Delhi’s hard choice and the West’s reluctance to help Rajapaksa Government left a huge gap which came as manna from heaven for China to capitalize. An awaken China with aspirations for economic dominance globally and to counter the unipolar world order embarked on her string of pearls strategy with the construction of her One-Belt-One-Road (OBOR) new maritime silk road, through the Indian Ocean.  Acquiring at least semi-permanent halting stations along that route would clear the way for her final objective. A war ravaged and debt burdened Sri Lanka, right on the door step of China’s regional rival, India, offered a golden opportunity that was too good to miss. From the point of view of Rajapaksa’s Sri Lanka, China’s OBOR with its latest subway, China-Pakistan-Sri Lanka-Economic Corridor became Colombo’s highway to Beijing. Even a regime change in 2015 by the West-oriented UNP could not change that direction.
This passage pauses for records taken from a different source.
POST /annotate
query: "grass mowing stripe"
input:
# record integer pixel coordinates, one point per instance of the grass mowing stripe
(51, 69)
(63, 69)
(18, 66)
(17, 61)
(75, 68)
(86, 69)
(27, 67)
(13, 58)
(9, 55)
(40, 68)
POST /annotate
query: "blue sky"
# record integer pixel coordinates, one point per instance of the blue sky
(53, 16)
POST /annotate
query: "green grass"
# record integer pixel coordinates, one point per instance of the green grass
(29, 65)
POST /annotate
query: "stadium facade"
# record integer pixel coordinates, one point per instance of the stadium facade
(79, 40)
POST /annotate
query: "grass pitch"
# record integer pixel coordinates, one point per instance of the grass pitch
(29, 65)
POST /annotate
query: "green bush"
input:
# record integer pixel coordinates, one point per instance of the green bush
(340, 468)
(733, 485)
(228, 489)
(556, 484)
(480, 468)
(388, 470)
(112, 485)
In fact, the ninety-nine years lease of Hambantota Harbor signed by the new regime reinforced China’s long-term foothold in Sri Lanka.
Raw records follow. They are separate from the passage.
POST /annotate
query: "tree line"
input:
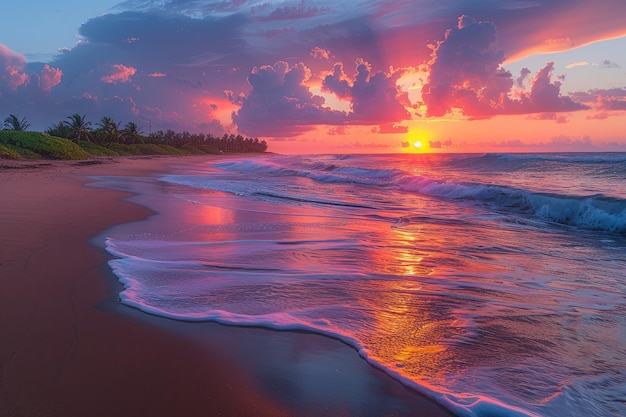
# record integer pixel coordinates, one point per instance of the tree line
(106, 132)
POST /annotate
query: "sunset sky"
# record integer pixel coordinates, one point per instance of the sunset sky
(327, 76)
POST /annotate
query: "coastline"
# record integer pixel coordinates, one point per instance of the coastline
(70, 349)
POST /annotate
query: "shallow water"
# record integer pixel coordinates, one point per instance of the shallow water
(493, 283)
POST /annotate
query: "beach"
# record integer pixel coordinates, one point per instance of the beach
(69, 348)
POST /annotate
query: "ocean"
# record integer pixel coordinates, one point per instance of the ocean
(493, 283)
China’s Consolidation & Delhi’s Retraction

With the return of Rajapaksa regime in 2019, Delhi’s relations with Colombo became even more precarious. Once again, the Tamil issue in the shape of the 13th Amendment, a legacy of the slain Prime Minister Rajiv Gandhi, has become a sore point. When President Gotabaya Rajapaksa visited Delhi soon after he was elected, Prime Minister Narendra Modi insisted that Sri Lanka implements that amendment in return for economic assistance. Although the visitor agreed to do so in Delhi, he reneged on his word after returning to Colombo, which was virtually a slap on Modi’s face.  As if to redress the situation, the Rajapaksa regime signed a deal with India and Japan to build and operate the East Container Terminal in Colombo Harbor. That deal was forced to be withdrawn by Sri Lanka unilaterally due to non-stop protests from trade unions and Buddhist monks, apparently instigated by China. Even before reneging on that deal the Rajapaksa cabinet provocatively approved to allow Sinosoar-Etechwin Joint Venture in China to install hybrid renewable energy systems in three of Sri Lanka’s small islands, Nainativu, Neduntivu and Analaitivu – all three situated in Palk Strait and less than 50 km away from Tamil Nadu.  India raised its concerns without any response from Sri Lanka.

The completion of the celebrated Colombo Port City, built entirely at China’s expense of $15 billion, on a 269-hectare reclaimed land, is the crowning achievement of China’s consolidation of her foothold in Sri Lanka. This Port City has been technically handed over to an independent Commission whose members have been appointed by President Gotabaya Rajapaksa. A Bill to that effect was hastily presented in the rubber stamp parliament and was rushed through in spite of serious criticisms from the opposition.